According to Internet of Things true believers, the time is just around the corner when our cars, homes, appliances, TVs, PCs, phones and any other electronic or mechanical device in our lives will be spewing out data in all directions. That makes some sense, since IoT devices – at least those now envisaged – are designed for data spewing as they have minimal compute capacity presently.
Cisco estimates that already nearly 15 million connected devices comprise the nascent IoT, which will grow to 50 million by 2020. That sounds impressive until you realize it is less than 3 percent of the “things” on our planet potentially able to participate in IoT. Unfamiliar numerical terms such as zettabytes must enter our lexicon to describe the volume of data to be generated, consumed and analyzed.
What the IoT Data Wave Means for Big Data
The processing of the rivers of big data coming from today’s embedded sensors, telemetry, RFID chips, PCs, mobile devices, wearables, etc. already leaves 90 percent of these data in the dustbin. That is primarily because current big data hardware and software stacks are inadequate to manipulate it all let alone comprehend it.

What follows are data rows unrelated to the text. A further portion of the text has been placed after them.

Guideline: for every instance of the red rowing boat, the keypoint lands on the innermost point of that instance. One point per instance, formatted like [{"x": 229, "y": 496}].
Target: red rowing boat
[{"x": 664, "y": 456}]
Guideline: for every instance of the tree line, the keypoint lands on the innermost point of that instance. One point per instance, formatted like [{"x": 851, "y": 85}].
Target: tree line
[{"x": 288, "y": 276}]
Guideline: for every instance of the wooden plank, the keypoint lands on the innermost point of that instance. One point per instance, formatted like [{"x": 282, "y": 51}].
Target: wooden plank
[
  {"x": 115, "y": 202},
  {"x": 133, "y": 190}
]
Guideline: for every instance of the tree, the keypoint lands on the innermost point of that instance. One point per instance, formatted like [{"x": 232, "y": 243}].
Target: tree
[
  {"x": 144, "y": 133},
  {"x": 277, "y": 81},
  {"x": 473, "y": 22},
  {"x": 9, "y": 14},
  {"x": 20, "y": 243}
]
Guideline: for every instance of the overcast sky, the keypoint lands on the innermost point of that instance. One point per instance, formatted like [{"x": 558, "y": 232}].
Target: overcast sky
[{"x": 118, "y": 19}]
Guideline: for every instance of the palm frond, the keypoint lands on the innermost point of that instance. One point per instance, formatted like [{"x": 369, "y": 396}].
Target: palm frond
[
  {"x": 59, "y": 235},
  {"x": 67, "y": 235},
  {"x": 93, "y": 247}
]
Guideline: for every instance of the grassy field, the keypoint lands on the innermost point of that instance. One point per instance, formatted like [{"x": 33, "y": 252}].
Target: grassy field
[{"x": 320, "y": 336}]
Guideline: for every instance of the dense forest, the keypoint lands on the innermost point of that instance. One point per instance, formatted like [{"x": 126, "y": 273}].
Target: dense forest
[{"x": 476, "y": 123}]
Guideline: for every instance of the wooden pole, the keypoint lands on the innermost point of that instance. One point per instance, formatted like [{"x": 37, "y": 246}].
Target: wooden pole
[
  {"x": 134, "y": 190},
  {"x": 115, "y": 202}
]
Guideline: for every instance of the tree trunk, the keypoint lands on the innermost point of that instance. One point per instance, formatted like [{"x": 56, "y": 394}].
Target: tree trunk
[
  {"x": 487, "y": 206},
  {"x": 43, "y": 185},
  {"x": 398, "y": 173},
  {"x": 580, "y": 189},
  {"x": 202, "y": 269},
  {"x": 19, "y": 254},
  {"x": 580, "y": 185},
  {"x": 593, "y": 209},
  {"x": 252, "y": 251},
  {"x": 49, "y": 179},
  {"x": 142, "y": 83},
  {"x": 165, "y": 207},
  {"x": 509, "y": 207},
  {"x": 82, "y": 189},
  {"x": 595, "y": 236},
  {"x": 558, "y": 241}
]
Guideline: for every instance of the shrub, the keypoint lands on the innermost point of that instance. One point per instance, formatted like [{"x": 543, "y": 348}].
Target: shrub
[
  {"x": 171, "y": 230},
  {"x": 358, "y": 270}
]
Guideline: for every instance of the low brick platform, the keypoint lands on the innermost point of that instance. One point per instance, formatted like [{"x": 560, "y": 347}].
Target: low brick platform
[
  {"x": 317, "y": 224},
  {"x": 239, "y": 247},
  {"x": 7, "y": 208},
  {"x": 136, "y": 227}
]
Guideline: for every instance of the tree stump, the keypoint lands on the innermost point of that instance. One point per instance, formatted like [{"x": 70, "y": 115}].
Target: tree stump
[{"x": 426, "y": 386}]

Big data compute, storage and networking capabilities improve daily. However, even those enterprises on big data’s bleeding edge are today ill-equipped to handle the expected data flood gushing from the IoT let alone the larger Internet of Everything that Cisco tracks.
Even if IoT is realized in twice or thrice the time of most projections, then big data enterprises are going to be perennially behind the curve for the foreseeable future. The constant running to catch up will be the prime driver of the big data ecosystem beyond the next decade. If that does not kill big data, it will only make it stronger. Enterprises large and small will join the data mining gold rush if real-time analytics improve and a big data meta-architecture, as hinted at by Hadoop, emerges.
The Obstacles to a Happy Marriage between IoT and Big Data
Lack of Standards
Having to figuratively invent the wheel over and over again is the bane of any competitive industry. Without standards, IoT will struggle to reach escape velocity due to technology fragmentation. Standards must be in place for efficient access to “things”, consistent API interfaces, machine-to-machine communication, addressing privacy and security issues and lowering entry barriers to smaller, innovated players.
Closed or Inefficient Architectures
IoT is a game changer for big data architecture. All stakeholders are just now starting to recognize that dealing with IoT will require as much collaboration as competition.
The sheer magnitude of IoT data volumes dictate a layered hardware/software stack that is too gigantic, geographically dispersed and complex for a single enterprise or cloud providers. It begs for an ultra-distributed meta-architecture that step by step digests, absorbs and disperses unstructured data as it is collected, cleaned, normalized, correlated with other data, stored when necessary, deeply analyzed and presented. Along the way, vendors who today specialize in each of these processing layers will contribute via enormous arrays of small-scale data centers.
Analytics Capability Growth Rate
Above all else, business intelligence processing is the critical bottleneck to realizing the full potential of big data. The rate at which supporting analytics can improve is questionable without significant breakthroughs, but the search for data gold represents an immeasurable incentive. The deluge of IoT real-time data headed down the analytic pipeline will create even more pressure but is likely to engender even more opportunities for value extraction.
The Internet of Things is not an invention but a logical consequence of highly available, low-power, low-cost sensor technology and improvements in wireless connectivity penetration. Related technology improvements and cost-reductions in compute, storage and network hardware will complement the growth of IoT and make it something useful and valuable. And, finally, IPV6 is going to receive the appreciation it justly deserves.
All this power to generate, gather and process new, real-time micro-data is for naught, however, if it must be set aside awaiting analysis capabilities to catch up. Fortunately, although big data infrastructure and software are likely to be overwhelmed initially, that and analytic capabilities seem to have a bit of a head start. Increased collaboration among stakeholders, an effective, shared processing architecture and the inevitable analytical breakthroughs may just carry the day in the end.